Las tres C eran clearness, conciseness y alguna otra que olvidé. ¿Calamity? ¿Charisma?
Mientras pienso en mi columna, paseo disfrazado por el caserón donde filmo en el Tigre. Las esperas son eternas. La casa es vacía, austera. Me asalta el mismo desamparo de no recordar la otra C importante. Restos de altares, retratos de curas, puertas obturadas y camas en cuartos numerados hacen pensar que esto debe haber sido un convento. Trato de imaginar esta vida austera donde todo tiene aspecto de cáscara. Sólo camas y cruces. Como si no hiciera falta nada más.

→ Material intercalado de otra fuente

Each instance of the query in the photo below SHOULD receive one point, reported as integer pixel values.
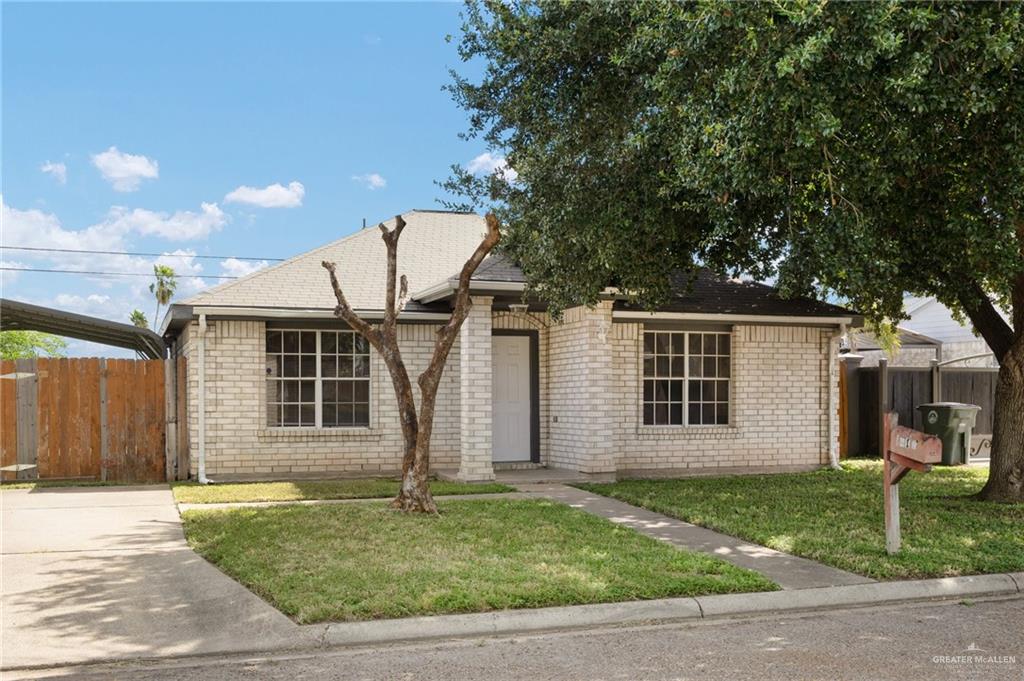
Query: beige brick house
(728, 377)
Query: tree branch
(448, 333)
(988, 322)
(391, 240)
(402, 294)
(345, 311)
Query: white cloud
(371, 181)
(93, 304)
(36, 228)
(9, 277)
(272, 196)
(57, 171)
(487, 164)
(125, 171)
(113, 297)
(181, 225)
(236, 267)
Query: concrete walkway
(104, 572)
(787, 571)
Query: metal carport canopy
(17, 315)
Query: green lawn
(836, 517)
(361, 561)
(194, 493)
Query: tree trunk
(1006, 474)
(416, 428)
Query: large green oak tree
(858, 151)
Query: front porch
(537, 397)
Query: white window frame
(686, 379)
(318, 382)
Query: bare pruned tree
(416, 427)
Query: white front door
(510, 398)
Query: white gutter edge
(201, 350)
(292, 312)
(707, 316)
(448, 287)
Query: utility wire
(156, 255)
(99, 273)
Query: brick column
(599, 391)
(474, 392)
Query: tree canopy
(858, 151)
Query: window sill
(304, 434)
(687, 432)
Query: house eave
(181, 314)
(725, 317)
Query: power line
(155, 255)
(100, 273)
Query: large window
(685, 378)
(317, 379)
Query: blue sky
(249, 129)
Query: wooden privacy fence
(91, 418)
(907, 387)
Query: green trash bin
(952, 422)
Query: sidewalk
(788, 571)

Un cartel en el comedor impone, sic: “Prohibido jugar al fútbol o cualquier disciplina que utilice pelota”. La austeridad limó cada rincón de esta casa gigantesca: no sólo laqueó la gramática de sus carteles, sino que prohibió también la compañía inocentona del balón. ¿Qué daño podría haber causado a estas almas en Babia? Ninguno. Pero la austeridad consiste en ir suprimiendo todo lo que sobra para descubrir qué es lo esencial.
En la austeridad hay una férrea voluntad de sacrificio, o una de aburrimiento gratuito. De ambas entiendo poco.